On-call rotations are more than “who picks up the phone”—they’re a critical way to balance incident response, customer support, and operational health without burning out your team. Below is a template you can adapt, illustrated with examples from my time leading a device-management on-call rotation at a fast-growing tech company.


1. Define a Clear Primary On-Call Role

Rather than vague “points,” be explicit about the time commitment you expect each engineer to spend on-call:

Rotation Weekly Time Commitment Focus Areas
Primary On-Call 20–30 hours per week • Incident response & escalation
• Customer/support queue
• Daily system health checks

Tip: Survey your team to agree on a realistic hours-per-week target before finalizing the rotation schedule.


2. Onboarding (2-Week Pairing)

  1. Week 1: Shadow
    • New on-call owner watches the current engineer handle live incidents, support tickets, and handoffs.
  2. Week 2: Reverse Shadow
    • New owner takes the lead; outgoing engineer observes and provides real-time feedback.

This structured pairing ensures tribal knowledge—playbooks, alert-noise patterns, escalation paths—transfers quickly.


3. Primary On-Call Responsibilities

3.1 Incident Response & Command

  • Triage Alerts in your monitoring system (e.g.
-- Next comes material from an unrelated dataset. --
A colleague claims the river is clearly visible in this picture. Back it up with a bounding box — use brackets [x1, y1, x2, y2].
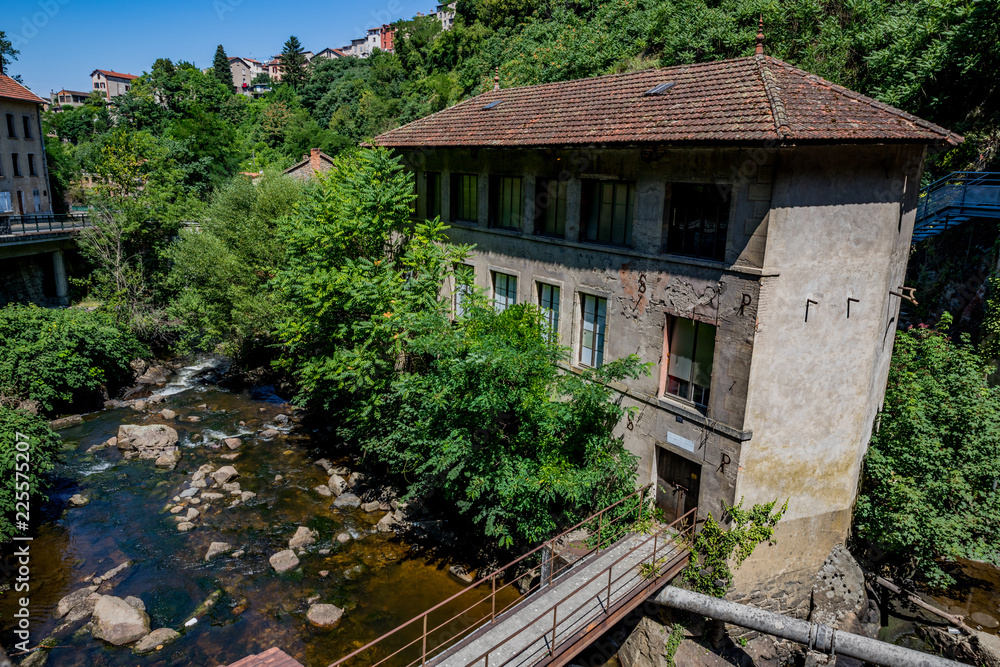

Datadog, Prometheus) and designated “alerts” channel.
  • Act as Incident Commander until a senior engineer arrives to lead the war room.

3.2 Customer & Sales Support

  • Monitor the support-ticket queue (Zendesk, Jira Service Desk, Intercom).
  • Acknowledge new tickets within your SLA (e.g. within 2 hours).
  • Resolve or escalate within a defined window (e.g. 5 days), and close tickets with no customer response after a set period (e.g. 5 days).

3.3 Daily System Health Check

  • At a fixed time each day (e.g. 11 AM), review core dashboards:
    • Error rates, API latency, backlog metrics
    • Resource-utilization (CPU, memory, agent heartbeats)
  • Investigate anomalies immediately to prevent cascading failures.

3.4 Stand-Up & Weekly Handoff

  • Daily stand-up: report open incidents, ticket trends, and blockers.
  • Weekly handoff document: cover
    • Trend analysis (incidents vs. prior week)
    • Outstanding action items
    • Volume metrics (tickets opened vs. closed)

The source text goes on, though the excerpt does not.